Data analytics software enables human decision makers to go in and examine raw data, to make all sorts of conclusions about the realities around that data. Enterprise users rely on data analysis software to get actionable results out of big data, and to effectively use existing data assets. Here are some of the most popular and interesting data analytics choices on today’s market.
With the Sisense platform, even less tech-savvy users can build interactive dashboards and come up with useful results from raw data. This vendor is offering gives users different dashboard views and transparent and straightforward charting and graphing tools where users can take advantage of geographical maps to view locational data, or analytical tools for key performance indicators, or scatter plots or pie charts to show different data results in a compelling visual way. User interface tools are also convenient with drag-and-drop functionality for a user-friendly environment.
One of the compelling features of the data analytics platform ITALASSI is its ability to model variables with regression. This piece of freeware takes different regression models and displays them in three dimensional graphs with color-coding. This enables users to look at the raw data on the intersection of two variables. This advanced statistical software can be part of a greater enterprise solution.
Another platform called Waffles comes with machine learning functionality built in. In addition to straightforward tools for data mining and predictive modeling, users can take advantage of another type of support included in Waffles, which rests on machine learning principles — with this functionality, the program ‘plugs in’ missing values to show a more concrete record representing sparser or more fuzzy data sets. Users have called Waffles a more creative take on data science — this C++ based collection of command-line interface tools is available at SourceForge.
In some ways, the Gephi platform is similar to some of the more modern aspects of Internet-based research or hypertext exploration.
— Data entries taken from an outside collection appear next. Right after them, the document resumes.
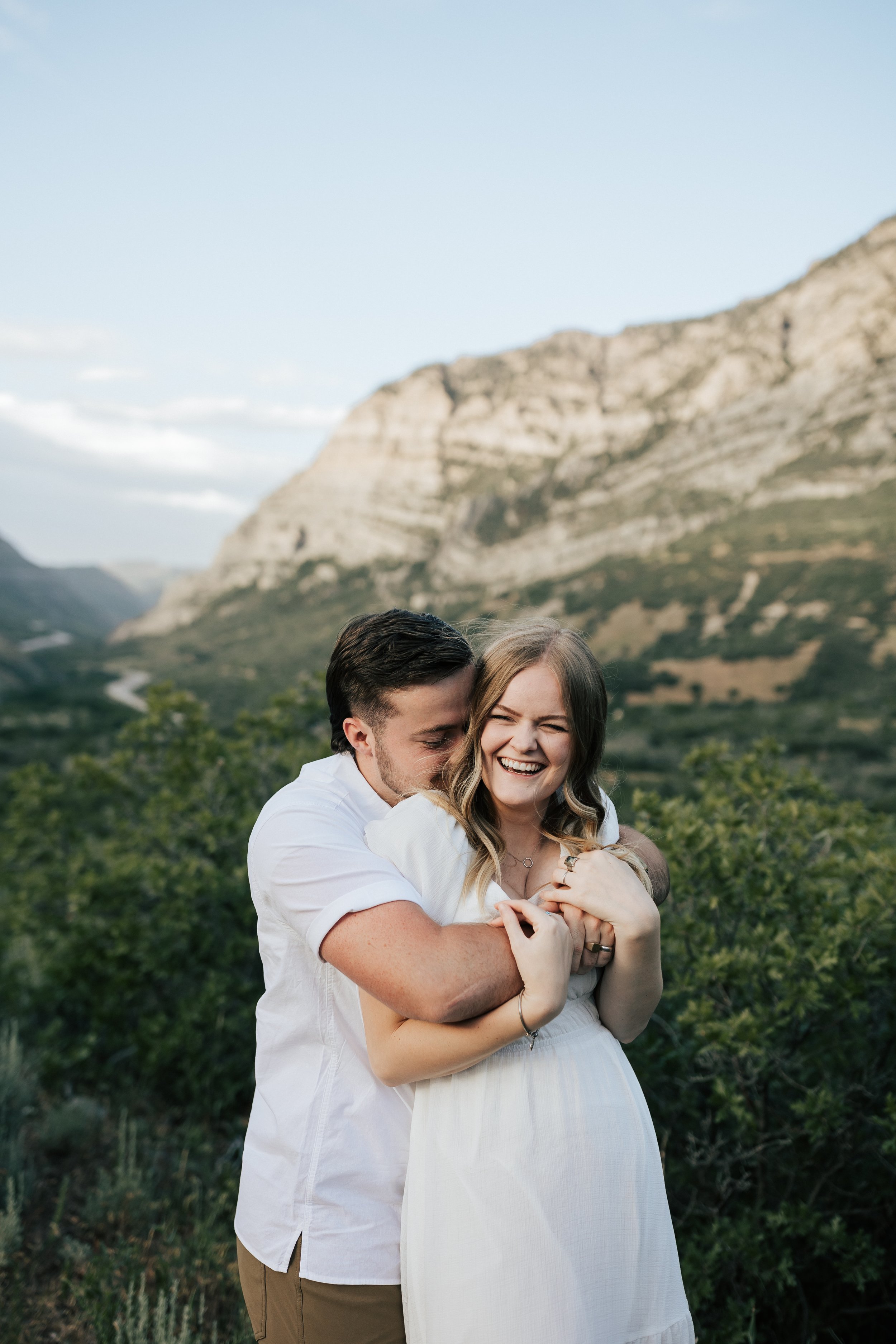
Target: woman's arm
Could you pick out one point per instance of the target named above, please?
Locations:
(632, 986)
(405, 1052)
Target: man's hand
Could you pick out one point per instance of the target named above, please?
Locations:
(652, 859)
(585, 928)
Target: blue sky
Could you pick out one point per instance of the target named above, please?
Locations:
(222, 224)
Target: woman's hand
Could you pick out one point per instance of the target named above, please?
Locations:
(544, 959)
(606, 889)
(586, 930)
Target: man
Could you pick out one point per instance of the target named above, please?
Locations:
(319, 1213)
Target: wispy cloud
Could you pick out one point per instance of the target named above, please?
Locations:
(160, 448)
(726, 11)
(18, 22)
(108, 374)
(234, 410)
(201, 502)
(30, 342)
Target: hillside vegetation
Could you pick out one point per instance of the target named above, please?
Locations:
(129, 962)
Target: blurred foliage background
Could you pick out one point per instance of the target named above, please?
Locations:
(131, 973)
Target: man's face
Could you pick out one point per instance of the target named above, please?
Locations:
(409, 749)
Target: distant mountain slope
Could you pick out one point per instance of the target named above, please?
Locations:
(711, 502)
(540, 463)
(34, 600)
(111, 600)
(82, 601)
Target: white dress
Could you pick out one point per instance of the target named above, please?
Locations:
(535, 1207)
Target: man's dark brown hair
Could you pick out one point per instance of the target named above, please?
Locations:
(387, 651)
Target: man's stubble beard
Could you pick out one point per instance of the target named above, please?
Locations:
(391, 777)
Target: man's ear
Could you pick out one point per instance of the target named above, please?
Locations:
(359, 736)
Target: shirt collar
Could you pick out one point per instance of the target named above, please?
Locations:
(367, 799)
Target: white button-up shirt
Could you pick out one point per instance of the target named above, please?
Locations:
(327, 1144)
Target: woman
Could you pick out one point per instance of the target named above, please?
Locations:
(535, 1206)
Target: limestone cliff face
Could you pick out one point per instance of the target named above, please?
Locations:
(540, 462)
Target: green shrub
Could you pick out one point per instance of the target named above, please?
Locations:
(127, 932)
(770, 1069)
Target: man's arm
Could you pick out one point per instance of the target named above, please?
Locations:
(652, 859)
(421, 969)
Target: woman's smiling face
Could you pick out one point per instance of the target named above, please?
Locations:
(526, 741)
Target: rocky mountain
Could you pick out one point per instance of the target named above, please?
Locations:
(711, 500)
(543, 462)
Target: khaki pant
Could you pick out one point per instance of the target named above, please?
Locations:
(291, 1310)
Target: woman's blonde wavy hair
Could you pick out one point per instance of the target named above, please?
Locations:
(576, 814)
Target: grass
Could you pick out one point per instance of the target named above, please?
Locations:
(127, 1225)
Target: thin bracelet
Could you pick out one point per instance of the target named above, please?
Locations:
(531, 1035)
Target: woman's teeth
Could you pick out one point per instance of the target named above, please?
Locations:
(520, 767)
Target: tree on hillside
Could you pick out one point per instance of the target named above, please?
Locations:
(770, 1066)
(125, 923)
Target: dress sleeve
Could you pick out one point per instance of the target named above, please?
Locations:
(429, 849)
It’s an open source tool, with interesting visualization features. Users can get real-time analysis, and link analysis — which maps relationships between objects in a network – think of the data linking properties of JSON and the way logical networks are mapped to the World Wide Web, and you have some idea of how certain functions of this platform work. Users have billed this system as a set of “social data connectors” and applauded the functionality of the platform for freeing data to flow.
Scratch the surface of the Open Refine data analysis tool set, and you’ll see that it was formerly known as Google Refine. Industry experts suggest that Google got tired of supporting this analysis tool, and didn’t link it into the community of cloud-based Google applications. For whatever reason, Open Refine is now run by its community of users. That doesn’t take away from its use as a mature data analytics platform — Open Refine has a competitive dashboard that shows cluster information, provides filters and partitions for data, links different data sets, and uses functions like named entity extraction to build sophisticated data results that can be useful for enterprise teams.
A more playful take on data analytics is presented by Orange, a platform which “makes data mining for full and fun.” With data visualization tools, the graphic user interface of Orange combines proprietary data analysis methods with user-friendly controls. Its build makes Orange a favorite at schools, where educators and students may use it to come up with all sorts of results for research projects. Like other platforms, Orange supports scatter plots, heat map charting, classification trees, hierarchical clustering and more. Unlike some other platforms, it does it all in style, with straightforward results that humans can read easily.
As part of a group of popular enterprise solutions developed by Tableau, this data analytics option offers a particular focus data analysis application with drag-and-drop features, sharing and social media features, and much more. Users can connect to Google Sheets, use data interpretation tools, or join and unify data sets to come up with visual results. There is also mobile support for this platform and a vibrant community of users, as well as live training available on the website.
Bolstered by name recognition and a significant enterprise software market share, SAP tends to go big with its enterprise products — it does the same thing with SAP Lumira, billing this application as “superior data visualization” and uncovering many of its unique tools such as its drag-and-drop interface, charting tools, and resources for “uncovering hidden trends” in raw data. Users cite a low learning curve, ease-of-use and versatility in this popular data analytics offering.
This Fortran and C based data analysis system may not look like much, but it was developed at the CERN laboratories, and has been useful for different kinds of highly technical research and presentations for years. Check it out for a “retro” data analysis experience that still packs a punch.
The ROOT data analysis system, also pioneered at CERN, was made to handle work on particle physics, but it can just as well be applied to other uses. Part of ROOT’s appeal is its visual platform – for a C based program, this one can present raw data in some pretty sophisticated ways.
IPython for Data Analysis
This tool set was made to support the Python programming language. It runs on a shell model and includes a web-based notebook and other tools. This is a good tool set for users who are not tethered to Windows and some of the more conventional end-user formats of Microsoft’s operating systems.
Look at any of these excellent data analysis tools to support crunching enterprise data in a business architecture.